DEPARTING. JOEL KLEIN, 53, tenacious Assistant Attorney General who for four years headed the Justice Department's antitrust division; in Washington. Klein led the monopoly case against Microsoft, resulting in an order to break up the company, now under appeal.
DIED. THE REV. ELLWOOD ("Bud") KIESER, 71, six-time Emmy Award-winning Roman Catholic priest; of colon cancer; in Los Angeles. His morality-based drama series, Insight, which ran for 23 years, from 1960 to 1983, attracted such high-profile actors as Walter Matthau and Martin Sheen.
DIED. DOUGLAS JACOBSON, 74, World War II Marine hero who at the age of 19, in one of the greatest feats of the war, singlehandedly knocked out 16 Japanese hillside fortifications on Iwo Jima, for which he won the Medal of Honor; of congestive heart failure; in Port Charlotte, Fla.

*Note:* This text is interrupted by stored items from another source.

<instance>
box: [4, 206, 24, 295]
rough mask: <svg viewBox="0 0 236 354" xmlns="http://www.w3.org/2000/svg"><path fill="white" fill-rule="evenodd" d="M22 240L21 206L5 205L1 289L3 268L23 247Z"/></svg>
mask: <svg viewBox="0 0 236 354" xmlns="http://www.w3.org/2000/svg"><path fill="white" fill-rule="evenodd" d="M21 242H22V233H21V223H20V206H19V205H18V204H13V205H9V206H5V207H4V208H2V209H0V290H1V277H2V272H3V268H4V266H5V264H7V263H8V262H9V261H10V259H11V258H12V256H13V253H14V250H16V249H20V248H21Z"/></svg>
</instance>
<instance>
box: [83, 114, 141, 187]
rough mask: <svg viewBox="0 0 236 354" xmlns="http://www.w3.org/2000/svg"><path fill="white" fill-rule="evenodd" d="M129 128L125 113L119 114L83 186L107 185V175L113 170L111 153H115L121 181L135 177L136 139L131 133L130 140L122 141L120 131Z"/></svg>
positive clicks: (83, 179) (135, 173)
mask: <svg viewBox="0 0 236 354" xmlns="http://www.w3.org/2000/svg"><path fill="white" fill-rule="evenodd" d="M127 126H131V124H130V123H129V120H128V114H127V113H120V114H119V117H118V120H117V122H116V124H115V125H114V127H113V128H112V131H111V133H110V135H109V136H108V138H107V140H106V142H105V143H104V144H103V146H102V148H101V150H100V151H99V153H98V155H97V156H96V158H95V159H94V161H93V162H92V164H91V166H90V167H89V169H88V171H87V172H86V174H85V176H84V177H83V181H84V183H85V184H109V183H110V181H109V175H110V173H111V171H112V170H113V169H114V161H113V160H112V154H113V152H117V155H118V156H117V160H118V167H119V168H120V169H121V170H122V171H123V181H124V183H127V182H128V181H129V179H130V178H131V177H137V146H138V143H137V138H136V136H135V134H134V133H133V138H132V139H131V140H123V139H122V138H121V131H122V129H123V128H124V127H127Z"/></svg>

DIED. CARL ROWAN, 75, crusading newsman, syndicated columnist and commentator once dubbed "the most visible black journalist in the country"; in Washington. He rose from poverty in Tennessee to become a penetrating reporter, focusing predominantly on issues of race relations. His forays into the public sector included stints as State Department spokesman under John Kennedy and as a delegate to the U.N.
DIED. PAULA YATES, 41, fizzy British TV personality, former wife of singer Sir Bob Geldof and companion of Australian rock star Michael Hutchence before his death; of undetermined causes; in London. Described by a friend as "a Holly Golightly who swore," she was on the cusp of a comeback after three years of depression, drinking and drug abuse following Hutchence's death in 1997.